Analysis source code for: Machine Learning and Risk Assessment: Random Forest Does not Outperform Logistic Regression in the Prediction of Sexual Recidivism
Paper by Sonja Etzler, Felix D. Schönbrodt, Florian Pargent, Reinhard Eher, & Martin Rettenberger
Analysis code by Florian Pargent & Felix Schönbrodt.
This source code is distributed under a MIT license (see LICENSE file).
Software Heritage Identifier: swh:1:dir:0a8b190c964211498953b329cdb4454535b8b8da
We are not allowed to provide the sensitive raw data, hence the results are not fully reproducible. Nonetheless, we provide the full source code to allow an evaluation of our analytical approach. Only two files are relevant:
- analysis.Rmd: This rmarkdown file does all computations, generates plots and results tables, and creates an html file as a report.
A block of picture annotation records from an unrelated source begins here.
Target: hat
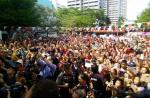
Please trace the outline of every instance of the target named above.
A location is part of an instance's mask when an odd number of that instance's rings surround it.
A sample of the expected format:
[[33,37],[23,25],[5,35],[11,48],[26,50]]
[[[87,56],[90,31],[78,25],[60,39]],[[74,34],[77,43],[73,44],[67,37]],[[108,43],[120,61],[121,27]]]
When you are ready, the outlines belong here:
[[23,65],[23,60],[19,59],[19,60],[16,61],[16,63],[19,63],[19,64]]
[[128,66],[130,66],[130,67],[136,67],[136,64],[135,64],[135,62],[130,62],[130,63],[128,64]]

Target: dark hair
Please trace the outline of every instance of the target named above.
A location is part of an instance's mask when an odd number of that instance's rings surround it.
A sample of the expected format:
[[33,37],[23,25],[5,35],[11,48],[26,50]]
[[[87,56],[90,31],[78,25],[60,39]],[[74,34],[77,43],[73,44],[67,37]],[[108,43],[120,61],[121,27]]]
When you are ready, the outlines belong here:
[[59,89],[55,82],[41,80],[33,86],[30,98],[59,98]]
[[85,81],[86,81],[86,84],[89,86],[89,84],[90,84],[89,76],[88,76],[87,74],[85,74],[85,73],[81,73],[81,74],[80,74],[80,77],[81,77],[83,80],[85,80]]
[[69,64],[69,63],[65,63],[64,64],[64,69],[65,70],[69,69],[70,67],[71,67],[71,64]]
[[98,66],[97,66],[97,65],[93,65],[93,66],[91,67],[91,71],[93,72],[93,74],[98,73]]

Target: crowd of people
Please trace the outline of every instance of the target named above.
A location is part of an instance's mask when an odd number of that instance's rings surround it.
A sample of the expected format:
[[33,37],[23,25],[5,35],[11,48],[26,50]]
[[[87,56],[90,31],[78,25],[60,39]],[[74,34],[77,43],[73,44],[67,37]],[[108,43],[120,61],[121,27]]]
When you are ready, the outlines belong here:
[[0,42],[0,98],[148,98],[150,37]]

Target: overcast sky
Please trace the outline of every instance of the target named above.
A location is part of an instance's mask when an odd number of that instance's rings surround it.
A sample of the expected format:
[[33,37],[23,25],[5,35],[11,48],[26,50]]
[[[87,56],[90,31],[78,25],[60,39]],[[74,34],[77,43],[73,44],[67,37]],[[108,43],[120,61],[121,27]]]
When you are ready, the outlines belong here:
[[[67,5],[67,0],[56,0],[61,5]],[[137,16],[148,6],[150,0],[127,0],[127,18],[135,20]]]

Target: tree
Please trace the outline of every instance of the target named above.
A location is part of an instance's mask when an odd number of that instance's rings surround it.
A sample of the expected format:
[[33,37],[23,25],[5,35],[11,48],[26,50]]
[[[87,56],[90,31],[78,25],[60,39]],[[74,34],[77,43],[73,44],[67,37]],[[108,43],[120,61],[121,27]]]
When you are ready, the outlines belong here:
[[150,5],[137,17],[137,22],[148,22],[148,21],[150,21]]
[[119,17],[119,20],[118,20],[118,27],[120,28],[124,23],[124,18],[123,17]]
[[36,26],[40,24],[36,0],[0,0],[0,26]]

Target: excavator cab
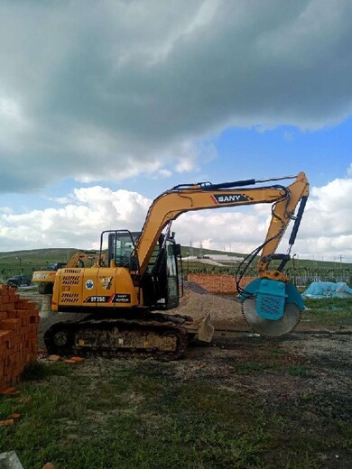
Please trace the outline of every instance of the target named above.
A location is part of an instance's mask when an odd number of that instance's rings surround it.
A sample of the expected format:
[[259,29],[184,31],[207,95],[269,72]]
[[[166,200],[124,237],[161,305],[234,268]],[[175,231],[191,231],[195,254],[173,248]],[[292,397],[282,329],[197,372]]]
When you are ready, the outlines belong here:
[[103,255],[104,234],[108,234],[107,262],[109,267],[129,267],[138,272],[138,258],[135,254],[135,242],[139,232],[129,230],[103,231],[100,239],[100,253]]

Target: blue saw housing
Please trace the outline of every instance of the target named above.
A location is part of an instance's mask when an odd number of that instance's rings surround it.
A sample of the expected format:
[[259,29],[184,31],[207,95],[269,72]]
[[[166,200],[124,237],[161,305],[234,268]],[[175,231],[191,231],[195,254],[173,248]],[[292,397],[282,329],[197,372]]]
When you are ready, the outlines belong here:
[[290,282],[255,279],[239,295],[240,301],[255,297],[255,309],[260,317],[277,321],[283,316],[286,303],[294,303],[301,311],[304,309],[303,299],[297,288]]

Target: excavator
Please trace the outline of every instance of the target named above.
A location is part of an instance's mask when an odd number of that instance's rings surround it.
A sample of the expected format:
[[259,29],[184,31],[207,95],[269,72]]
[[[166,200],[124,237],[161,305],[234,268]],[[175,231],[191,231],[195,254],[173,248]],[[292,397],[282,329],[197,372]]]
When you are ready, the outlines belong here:
[[[283,179],[293,180],[284,186]],[[56,271],[52,310],[88,314],[83,319],[52,325],[44,335],[49,353],[142,354],[168,360],[181,356],[191,336],[192,319],[169,312],[179,306],[182,290],[181,245],[171,231],[172,221],[190,211],[254,204],[270,204],[272,218],[264,242],[238,268],[239,300],[246,321],[258,334],[272,337],[288,334],[298,324],[304,306],[284,268],[308,196],[303,172],[219,184],[181,184],[166,190],[152,203],[141,232],[117,229],[101,234],[96,265],[66,266]],[[293,225],[288,251],[276,253],[290,221]],[[242,289],[241,278],[255,260],[257,277]],[[204,336],[210,340],[211,331],[210,339],[208,334]]]
[[42,295],[52,293],[55,282],[56,271],[63,267],[84,267],[86,263],[90,266],[100,259],[100,253],[93,250],[78,251],[67,262],[51,262],[41,271],[35,271],[32,275],[32,281],[38,285],[38,292]]

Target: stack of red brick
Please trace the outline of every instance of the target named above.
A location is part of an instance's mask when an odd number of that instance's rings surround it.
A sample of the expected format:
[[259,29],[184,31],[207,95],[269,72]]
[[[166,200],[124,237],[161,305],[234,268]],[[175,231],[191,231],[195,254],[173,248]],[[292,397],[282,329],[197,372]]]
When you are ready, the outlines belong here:
[[16,290],[0,285],[0,392],[16,384],[37,357],[39,310]]

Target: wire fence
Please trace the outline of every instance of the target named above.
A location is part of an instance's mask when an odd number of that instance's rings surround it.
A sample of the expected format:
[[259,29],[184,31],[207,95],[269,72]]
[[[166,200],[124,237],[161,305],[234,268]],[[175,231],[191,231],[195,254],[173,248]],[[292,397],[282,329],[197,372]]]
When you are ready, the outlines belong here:
[[[236,269],[233,267],[190,267],[184,270],[186,276],[187,273],[222,273],[225,275],[235,276]],[[292,281],[300,287],[308,287],[312,281],[343,281],[347,285],[352,285],[352,269],[350,268],[288,268],[285,270],[286,275],[292,280]],[[249,268],[245,276],[255,277],[257,275],[255,268]]]

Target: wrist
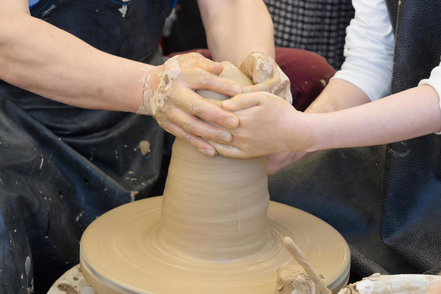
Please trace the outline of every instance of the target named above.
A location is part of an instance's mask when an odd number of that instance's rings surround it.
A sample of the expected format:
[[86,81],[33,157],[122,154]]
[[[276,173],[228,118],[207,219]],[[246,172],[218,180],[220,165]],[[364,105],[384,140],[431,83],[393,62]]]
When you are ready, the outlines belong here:
[[136,97],[135,107],[136,113],[147,115],[153,115],[153,112],[150,108],[150,97],[152,94],[152,84],[156,79],[152,78],[155,69],[162,66],[154,66],[148,64],[142,64],[140,68],[138,67],[137,85],[135,87],[135,93],[134,97]]
[[307,113],[294,110],[290,120],[291,130],[287,146],[293,152],[313,152],[325,149],[323,143],[326,137],[326,123],[322,114]]

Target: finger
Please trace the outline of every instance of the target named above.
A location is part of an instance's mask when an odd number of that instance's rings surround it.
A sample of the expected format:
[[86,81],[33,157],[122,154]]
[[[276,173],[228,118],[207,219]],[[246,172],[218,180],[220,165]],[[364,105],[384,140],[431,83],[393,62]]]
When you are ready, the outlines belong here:
[[[278,75],[273,75],[269,79],[256,85],[250,86],[247,86],[243,87],[244,93],[250,93],[254,92],[267,92],[269,93],[273,93],[274,89],[277,86],[280,84],[280,77]],[[282,89],[282,87],[285,86],[282,86],[280,89],[280,90]],[[285,86],[286,87],[286,86]]]
[[160,124],[160,126],[172,134],[195,147],[202,153],[210,157],[216,155],[216,150],[207,141],[200,137],[189,134],[177,124],[170,122],[165,124]]
[[231,141],[232,137],[229,132],[206,123],[183,110],[174,108],[171,111],[170,114],[171,121],[190,134],[217,143],[224,144]]
[[206,58],[201,53],[193,52],[188,54],[191,55],[193,65],[196,67],[202,68],[215,74],[219,74],[224,70],[224,66],[220,63]]
[[242,86],[239,83],[205,71],[195,71],[188,76],[187,84],[195,90],[211,90],[229,96],[242,93]]
[[252,56],[247,57],[239,66],[239,69],[250,78],[253,78],[253,72],[256,64],[256,59]]
[[219,154],[226,157],[232,158],[246,158],[243,153],[237,147],[231,145],[221,144],[209,140]]
[[225,109],[234,111],[251,106],[260,105],[262,100],[259,98],[258,93],[249,93],[237,95],[228,100],[222,101],[222,106]]
[[179,91],[179,97],[174,98],[174,102],[184,111],[220,127],[234,129],[239,124],[236,115],[206,100],[189,89]]

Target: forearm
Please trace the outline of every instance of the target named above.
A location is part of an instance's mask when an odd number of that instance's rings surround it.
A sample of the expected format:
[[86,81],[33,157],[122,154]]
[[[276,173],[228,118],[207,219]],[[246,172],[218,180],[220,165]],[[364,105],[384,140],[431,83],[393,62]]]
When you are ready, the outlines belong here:
[[213,60],[237,66],[253,51],[275,57],[273,21],[261,0],[198,0]]
[[303,114],[315,141],[307,151],[377,145],[439,131],[439,103],[434,89],[423,86],[350,109]]
[[135,112],[153,67],[100,51],[26,13],[1,15],[0,79],[76,106]]
[[329,82],[305,112],[332,112],[358,106],[370,101],[363,91],[351,83],[335,79]]

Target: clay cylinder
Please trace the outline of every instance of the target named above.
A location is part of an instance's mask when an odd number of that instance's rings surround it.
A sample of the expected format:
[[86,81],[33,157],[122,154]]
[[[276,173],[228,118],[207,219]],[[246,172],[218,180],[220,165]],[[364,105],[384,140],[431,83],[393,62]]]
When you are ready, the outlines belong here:
[[[237,67],[223,64],[221,76],[252,84]],[[198,92],[206,98],[229,98]],[[211,261],[240,259],[269,246],[265,166],[265,156],[210,158],[177,138],[164,190],[159,238],[183,255]]]

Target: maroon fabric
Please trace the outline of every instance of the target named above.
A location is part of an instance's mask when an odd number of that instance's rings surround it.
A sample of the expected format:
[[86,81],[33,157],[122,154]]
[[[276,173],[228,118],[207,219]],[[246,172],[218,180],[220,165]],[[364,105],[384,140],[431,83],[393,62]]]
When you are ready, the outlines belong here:
[[[198,52],[211,59],[208,49],[178,52],[169,56],[189,52]],[[292,105],[300,111],[314,100],[336,72],[324,58],[301,49],[276,47],[276,62],[291,81]]]

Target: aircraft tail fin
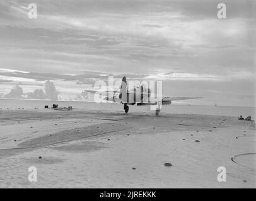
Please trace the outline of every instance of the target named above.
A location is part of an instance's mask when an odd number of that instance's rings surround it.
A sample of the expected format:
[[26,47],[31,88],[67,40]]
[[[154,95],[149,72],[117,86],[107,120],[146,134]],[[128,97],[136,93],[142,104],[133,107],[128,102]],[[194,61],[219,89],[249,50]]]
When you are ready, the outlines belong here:
[[121,87],[120,89],[119,98],[124,102],[127,101],[127,91],[128,90],[127,90],[127,84],[126,82],[126,77],[125,76],[124,76],[123,79],[122,79],[122,84]]

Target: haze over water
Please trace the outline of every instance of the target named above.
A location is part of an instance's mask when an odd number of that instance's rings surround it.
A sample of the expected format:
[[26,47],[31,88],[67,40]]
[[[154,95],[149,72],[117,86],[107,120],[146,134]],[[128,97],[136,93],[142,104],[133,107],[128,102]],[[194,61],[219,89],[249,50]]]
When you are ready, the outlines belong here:
[[[73,109],[84,109],[86,111],[107,111],[111,112],[123,112],[123,106],[115,103],[97,104],[93,102],[83,101],[64,101],[64,100],[20,100],[20,99],[0,99],[0,108],[2,109],[43,109],[44,106],[52,106],[57,104],[60,107],[72,106]],[[150,111],[148,106],[131,106],[129,112],[150,112],[153,114],[154,111]],[[254,119],[255,117],[255,108],[253,107],[239,106],[195,106],[183,105],[174,103],[170,106],[163,106],[161,112],[169,114],[198,114],[206,115],[219,115],[228,116],[243,117],[251,116]],[[160,113],[161,114],[161,113]]]

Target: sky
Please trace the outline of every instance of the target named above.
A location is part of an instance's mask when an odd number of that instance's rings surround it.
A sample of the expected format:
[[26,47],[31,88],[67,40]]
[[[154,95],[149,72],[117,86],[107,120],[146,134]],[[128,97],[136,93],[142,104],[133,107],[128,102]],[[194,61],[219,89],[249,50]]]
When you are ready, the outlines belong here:
[[253,0],[1,0],[0,98],[79,100],[108,75],[204,97],[187,103],[254,106],[255,8]]

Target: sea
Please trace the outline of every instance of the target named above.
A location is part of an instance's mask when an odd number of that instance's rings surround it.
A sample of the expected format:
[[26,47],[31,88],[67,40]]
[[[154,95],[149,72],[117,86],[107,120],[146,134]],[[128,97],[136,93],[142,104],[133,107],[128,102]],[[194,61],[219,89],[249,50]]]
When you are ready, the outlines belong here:
[[[0,99],[1,110],[16,109],[44,109],[45,106],[49,107],[52,104],[58,104],[59,107],[67,107],[72,106],[74,109],[84,109],[87,111],[102,111],[122,112],[124,111],[123,106],[117,103],[101,103],[84,101],[67,101],[67,100],[28,100],[28,99]],[[129,106],[131,112],[148,112],[150,106]],[[153,113],[154,111],[151,111]],[[187,105],[182,104],[172,104],[168,106],[163,106],[161,112],[169,114],[197,114],[206,115],[218,115],[238,117],[251,116],[253,119],[255,117],[255,107],[241,106],[197,106]],[[161,113],[160,113],[161,114]]]

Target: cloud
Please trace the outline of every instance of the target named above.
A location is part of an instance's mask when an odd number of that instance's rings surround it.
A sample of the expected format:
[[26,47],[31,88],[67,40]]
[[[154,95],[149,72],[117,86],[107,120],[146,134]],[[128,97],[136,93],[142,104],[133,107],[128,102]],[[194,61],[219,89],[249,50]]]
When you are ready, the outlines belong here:
[[33,93],[28,92],[26,98],[28,99],[46,99],[47,96],[42,89],[36,89]]
[[8,99],[21,99],[22,98],[22,95],[23,94],[23,90],[22,88],[19,85],[15,85],[11,92],[4,95],[4,98]]
[[58,92],[57,92],[55,85],[50,80],[47,80],[45,82],[45,90],[47,97],[49,98],[50,100],[58,99]]

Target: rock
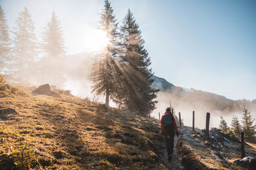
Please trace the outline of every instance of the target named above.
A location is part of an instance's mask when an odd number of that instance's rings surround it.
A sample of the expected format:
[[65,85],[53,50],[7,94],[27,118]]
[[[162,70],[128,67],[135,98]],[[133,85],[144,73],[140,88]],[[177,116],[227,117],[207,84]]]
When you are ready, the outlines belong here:
[[0,109],[0,118],[6,118],[10,114],[16,113],[16,111],[12,108]]
[[45,84],[40,86],[38,88],[32,92],[36,94],[43,94],[47,96],[52,96],[54,93],[51,90],[49,84]]
[[56,85],[50,85],[50,89],[53,92],[57,90],[57,87]]
[[242,159],[235,159],[234,162],[237,165],[248,169],[256,169],[256,159],[252,157],[244,157]]

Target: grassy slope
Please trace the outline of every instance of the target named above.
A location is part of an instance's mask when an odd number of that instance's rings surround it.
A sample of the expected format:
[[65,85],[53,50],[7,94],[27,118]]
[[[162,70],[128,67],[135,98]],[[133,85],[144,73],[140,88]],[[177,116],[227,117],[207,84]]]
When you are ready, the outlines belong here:
[[0,79],[0,108],[17,111],[0,121],[0,167],[87,169],[164,168],[159,124],[79,98],[35,96]]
- preprocessing.R: This cleans the raw data file. This is automatically sourced when you run analysis.Rmd.
Using the Software Heritage ID (SWHID) you can verify that you have the exact version of the source code that was used for the final computations of the paper.
The final computations have been done in R version 4.1.3; all package versions have been recorded in the renv.lock lockfile. When you open the .Rproj file for the first time in RStudio, renv will warn you that "The project library is out of sync with the lockfile". You can download the correct package versions to the local project environment with renv::restore() (nothing is changed in you usual local package location). If you do not work with RStudio, you have to call the renv::restore() command manually.
The code should run on a regular PC within a couple of minutes (~8 min. on a 2021 Macbook Pro); there are no unusual requirements regarding working memory or other resources.